What is tehom, the deep? Beyond the mere surface water of irrigation and hydration.

This endless ocean already exists before Creation even starts, and Torah doesn’t explain how it got there. It is primordial, powerful; it rivals God for primacy. This is the water of the Flood. Forty days of rain are nasty, but the destruction comes from the unchaining of the previously subdued Deep. It is the pre-Creation order coming to reclaim its place.

On the Sea.  Itzik’s Well. Rabbi Irwin Keller.  October 9, 2021.

We see tehom as well with the parting of the Red Sea and in the story of Jonah. All stories where the actors or main players are male.
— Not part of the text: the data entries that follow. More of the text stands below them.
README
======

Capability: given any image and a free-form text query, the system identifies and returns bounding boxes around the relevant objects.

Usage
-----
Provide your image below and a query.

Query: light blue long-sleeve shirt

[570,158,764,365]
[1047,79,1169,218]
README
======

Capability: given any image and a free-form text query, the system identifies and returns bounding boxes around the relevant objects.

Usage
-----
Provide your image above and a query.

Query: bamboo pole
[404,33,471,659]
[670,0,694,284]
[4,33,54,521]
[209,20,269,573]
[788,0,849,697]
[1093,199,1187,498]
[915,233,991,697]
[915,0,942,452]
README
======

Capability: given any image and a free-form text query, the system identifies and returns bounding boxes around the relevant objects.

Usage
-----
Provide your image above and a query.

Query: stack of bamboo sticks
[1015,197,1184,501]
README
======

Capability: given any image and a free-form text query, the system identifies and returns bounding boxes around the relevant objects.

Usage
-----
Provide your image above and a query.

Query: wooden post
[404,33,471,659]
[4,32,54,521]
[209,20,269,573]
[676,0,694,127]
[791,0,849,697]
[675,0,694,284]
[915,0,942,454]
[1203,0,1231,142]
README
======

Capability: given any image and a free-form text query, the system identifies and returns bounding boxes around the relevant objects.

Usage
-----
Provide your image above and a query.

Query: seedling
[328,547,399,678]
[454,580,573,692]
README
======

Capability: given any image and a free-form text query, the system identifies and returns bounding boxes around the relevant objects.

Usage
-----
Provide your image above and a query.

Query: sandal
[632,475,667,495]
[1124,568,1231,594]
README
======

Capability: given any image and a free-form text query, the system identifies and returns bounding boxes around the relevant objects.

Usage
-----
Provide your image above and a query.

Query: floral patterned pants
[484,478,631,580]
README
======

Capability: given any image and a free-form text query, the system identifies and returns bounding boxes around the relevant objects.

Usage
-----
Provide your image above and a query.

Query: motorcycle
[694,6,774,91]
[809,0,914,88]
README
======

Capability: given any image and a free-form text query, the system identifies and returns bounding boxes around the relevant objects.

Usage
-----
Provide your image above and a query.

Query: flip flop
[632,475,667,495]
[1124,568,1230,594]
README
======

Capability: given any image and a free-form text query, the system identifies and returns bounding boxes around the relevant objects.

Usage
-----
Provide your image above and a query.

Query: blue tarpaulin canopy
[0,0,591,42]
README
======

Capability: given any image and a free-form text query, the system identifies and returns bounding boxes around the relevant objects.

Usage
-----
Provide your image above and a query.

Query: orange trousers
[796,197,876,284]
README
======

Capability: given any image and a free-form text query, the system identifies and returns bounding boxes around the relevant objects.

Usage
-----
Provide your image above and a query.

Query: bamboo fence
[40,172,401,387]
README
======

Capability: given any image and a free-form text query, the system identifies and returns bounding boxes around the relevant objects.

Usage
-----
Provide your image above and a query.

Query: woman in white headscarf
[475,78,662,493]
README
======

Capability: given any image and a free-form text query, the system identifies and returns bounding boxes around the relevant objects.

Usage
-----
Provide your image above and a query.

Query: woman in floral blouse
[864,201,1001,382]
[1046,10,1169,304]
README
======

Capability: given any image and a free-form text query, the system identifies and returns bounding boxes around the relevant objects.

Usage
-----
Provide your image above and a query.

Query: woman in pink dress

I don’t find a single reference (but surely there are some) that gives tehom as the source of Miriam’s well. But how could it be otherwise? If tehom is what fills rivers and springs, is it not what supplies the endless well Miriam brings forth in the wilderness? Enough water to supply tens of thousands of people, plus cattle and other livestock. Enough to drink and bathe and purify for nearly 40 years.

Tehom is living water. Water that moves from the depths. A womb also holds living water, the amniotic fluid. Breastmilk is living water as well.

I won’t quibble over what is male vs female because, in my mind, God (or Goddess, if you prefer) has no gender (or all gender) anyway. Despite the masculinization of God in this narrative (though it’s often Elohim, or Gods instead of God), the reality is that it describes a God which is both male and female (and presumably every other gender).

And God created man in His image, in the image of God He created him; male and female He created them.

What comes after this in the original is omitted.